The interesting parallel of course being that Armstrong also had no employment at all for his Hot Five or Seven outside the recording studio. In reality he was working in the orchestra pit in Chicago's Vendome Theatre, with Erskine Tate.
So apparently the market for jazz in life situation, in what we might feel as in it's most pure form from that period, was allready in decline in 1927. It needed to blend with other forms of more "commercial" music in order to survive. (I realise this is debatable, since jazz needed to be commercial as well) Allready at that early stage, which in effect of course it was allready doing big time for some years.
Kind regards,
Bert
Thanks for the copy Bert
Most interesting
Of course Dixieland can be properly used to refer to the music of the ODJB but sadly we are way past that.
Regards Dan Hardie
On 5 Nov 2019, at 2:48 am, Bert <mister_bertje at hotmail.com<mailto:mister_bertje at hotmail.com>> wrote:
Personally I never had any problems with the term Dixieland.
When I started playing music (Classical at first, at 11 I "discovered" a music to which I responded strongly, is what we might call Jazz in a very broad definition) we were more or less taught at school, and what was at that time also supported by the press, that music called New Orleans Jazz was good, and Dixieland was bad.

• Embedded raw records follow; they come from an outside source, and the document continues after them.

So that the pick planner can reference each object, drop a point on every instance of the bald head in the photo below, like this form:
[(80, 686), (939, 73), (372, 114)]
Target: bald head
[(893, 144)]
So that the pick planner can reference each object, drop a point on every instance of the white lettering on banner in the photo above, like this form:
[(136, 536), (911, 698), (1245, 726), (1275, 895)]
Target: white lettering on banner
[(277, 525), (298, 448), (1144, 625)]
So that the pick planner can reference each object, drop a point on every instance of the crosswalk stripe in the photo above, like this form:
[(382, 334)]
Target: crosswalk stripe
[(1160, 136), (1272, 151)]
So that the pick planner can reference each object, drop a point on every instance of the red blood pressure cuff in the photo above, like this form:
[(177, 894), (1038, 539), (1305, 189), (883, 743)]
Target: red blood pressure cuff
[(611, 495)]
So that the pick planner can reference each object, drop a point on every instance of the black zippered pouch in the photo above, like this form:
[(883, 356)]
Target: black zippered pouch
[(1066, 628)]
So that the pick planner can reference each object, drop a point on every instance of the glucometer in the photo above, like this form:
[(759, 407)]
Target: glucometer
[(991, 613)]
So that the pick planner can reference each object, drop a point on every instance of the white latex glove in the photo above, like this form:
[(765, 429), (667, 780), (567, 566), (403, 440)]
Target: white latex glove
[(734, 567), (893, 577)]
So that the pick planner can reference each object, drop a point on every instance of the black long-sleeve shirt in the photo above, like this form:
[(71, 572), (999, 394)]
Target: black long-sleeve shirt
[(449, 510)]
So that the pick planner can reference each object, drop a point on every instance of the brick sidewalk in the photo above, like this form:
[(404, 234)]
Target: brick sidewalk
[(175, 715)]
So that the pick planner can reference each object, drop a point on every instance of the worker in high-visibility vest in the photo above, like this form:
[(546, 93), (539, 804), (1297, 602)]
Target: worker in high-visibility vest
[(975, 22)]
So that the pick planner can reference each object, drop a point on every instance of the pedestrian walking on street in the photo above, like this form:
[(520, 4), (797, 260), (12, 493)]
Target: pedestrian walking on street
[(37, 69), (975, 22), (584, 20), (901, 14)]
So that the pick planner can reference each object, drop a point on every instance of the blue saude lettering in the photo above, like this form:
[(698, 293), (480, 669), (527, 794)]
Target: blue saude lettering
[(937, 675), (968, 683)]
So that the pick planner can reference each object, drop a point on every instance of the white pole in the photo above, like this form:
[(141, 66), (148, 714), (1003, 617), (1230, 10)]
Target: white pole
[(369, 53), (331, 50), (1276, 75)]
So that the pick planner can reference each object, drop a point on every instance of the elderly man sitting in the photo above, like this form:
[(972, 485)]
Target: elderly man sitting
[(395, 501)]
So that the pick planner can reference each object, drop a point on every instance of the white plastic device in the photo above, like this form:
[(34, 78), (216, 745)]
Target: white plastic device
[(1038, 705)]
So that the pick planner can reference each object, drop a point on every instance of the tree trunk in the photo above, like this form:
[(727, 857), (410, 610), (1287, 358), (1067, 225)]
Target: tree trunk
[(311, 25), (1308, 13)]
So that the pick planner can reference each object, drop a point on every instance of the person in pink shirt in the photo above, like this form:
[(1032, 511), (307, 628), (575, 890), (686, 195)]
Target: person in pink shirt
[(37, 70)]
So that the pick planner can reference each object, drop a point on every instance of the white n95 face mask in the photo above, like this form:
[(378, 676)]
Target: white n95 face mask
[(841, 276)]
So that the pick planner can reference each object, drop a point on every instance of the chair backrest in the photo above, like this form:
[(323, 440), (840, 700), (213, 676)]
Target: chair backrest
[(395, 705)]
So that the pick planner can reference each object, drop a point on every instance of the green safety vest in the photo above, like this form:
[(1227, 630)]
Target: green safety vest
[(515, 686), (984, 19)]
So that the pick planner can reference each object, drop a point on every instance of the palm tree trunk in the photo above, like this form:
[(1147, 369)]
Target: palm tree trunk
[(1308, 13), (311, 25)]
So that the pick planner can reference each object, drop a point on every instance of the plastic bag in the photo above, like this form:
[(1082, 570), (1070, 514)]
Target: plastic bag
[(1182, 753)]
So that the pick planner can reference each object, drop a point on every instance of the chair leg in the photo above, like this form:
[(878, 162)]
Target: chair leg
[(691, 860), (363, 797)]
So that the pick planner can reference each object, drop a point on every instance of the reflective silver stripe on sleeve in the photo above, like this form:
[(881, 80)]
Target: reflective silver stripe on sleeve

New Orleans Jazz stood for: authentic, black, the real thing, uncommercial.
Dixieland stood for: imitation, white, cheap, commercial.
But pretty soon I discovered that I could not live with these simple generalisations. When I listened to a great variety of jazz records, I simply liked those that were well-played. Independed from the fact if they were recorded in N.O. Chicago, N.Y, Japan or Europe. I could have appreciated wellplayed music recorded on the moon, if that would exist. And of course that accounts for skin color exactly the same.